444年ぶりに酒米作りから オーナー50人を限定募集
◇東近江
湖東平野から琵琶湖、湖西の山々を一望する鈴鹿山脈の山懐にたたずむ百済寺(東近江市百済寺)は、聖徳太子により606年(推古14年)建立の1400年の歴史を誇る近江の最古刹寺院。1573年(天正元年)の織田信長による焼き討ちで1千坊に及ぶ全山焼滅までは、清酒の起源となる僧坊酒(幾内4ヶ寺)の一つ「百済寺樽(ひゃくさいじたる)」を醸造し、室町幕府にも献上する銘酒があった。

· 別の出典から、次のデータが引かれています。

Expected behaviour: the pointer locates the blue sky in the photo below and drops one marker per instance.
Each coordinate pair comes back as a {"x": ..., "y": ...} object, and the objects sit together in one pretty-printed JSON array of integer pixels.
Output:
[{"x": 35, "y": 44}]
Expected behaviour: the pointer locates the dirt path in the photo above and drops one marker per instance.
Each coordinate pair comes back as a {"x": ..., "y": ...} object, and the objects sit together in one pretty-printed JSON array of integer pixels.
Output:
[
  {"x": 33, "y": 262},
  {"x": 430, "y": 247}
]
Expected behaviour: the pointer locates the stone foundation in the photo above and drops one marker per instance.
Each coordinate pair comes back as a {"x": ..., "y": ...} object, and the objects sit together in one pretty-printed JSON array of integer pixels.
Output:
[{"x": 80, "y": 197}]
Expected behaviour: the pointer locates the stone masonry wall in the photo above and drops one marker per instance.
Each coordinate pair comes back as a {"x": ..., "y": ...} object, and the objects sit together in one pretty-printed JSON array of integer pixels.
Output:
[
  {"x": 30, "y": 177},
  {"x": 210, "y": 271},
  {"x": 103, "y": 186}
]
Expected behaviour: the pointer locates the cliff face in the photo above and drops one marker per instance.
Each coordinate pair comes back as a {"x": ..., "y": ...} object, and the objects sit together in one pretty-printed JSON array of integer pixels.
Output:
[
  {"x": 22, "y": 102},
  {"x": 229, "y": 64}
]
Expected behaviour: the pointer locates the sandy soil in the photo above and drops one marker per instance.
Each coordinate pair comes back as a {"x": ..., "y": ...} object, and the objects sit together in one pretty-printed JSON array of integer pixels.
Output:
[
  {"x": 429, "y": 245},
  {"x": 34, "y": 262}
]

この「百済寺樽」を地域活性化の起爆剤にしようと、百済寺町で地域資源を生かした事業に取り組んでいる東近江市地域おこし協力隊の比嘉彩夏隊員と喜多酒造(東近江市池田町)、百済寺町民、百済寺が手を組み、歴史的銘酒を444年ぶりに復活させるプロジェクトを立ち上げ、比嘉隊員をプロジェクトリーダーに、「百済寺樽復活オーナー」を50人限定で募集して、酒米づくりから酒造りに取り組むことにした。
プロジェクトは、5月6日の田植え・百済寺歴史探訪ツアー、7月の草刈り・百済寺修行、9月の稲刈り・草鞋(わらじ)づくり、来年1月の喜多酒造探検ツアー・「百済寺樽」新酒試飲会を実施する。
参加費は1人3万円。募集期間は4月30日までだが、定員になり次第締め切られる。問い合わせは、比嘉隊員(TEL080―4232―8533 aya8533@gmail.com)へ。
比嘉隊員は、「百済寺繁栄の時代を象徴する『百済寺樽』を現代に復活させ、東洋一と呼ばれていたころの賑わいを取り戻したい。多くの人に百済寺の知られざる歴史と自然と一体になれる感動を感じて頂きたい」と意気込みを見せる。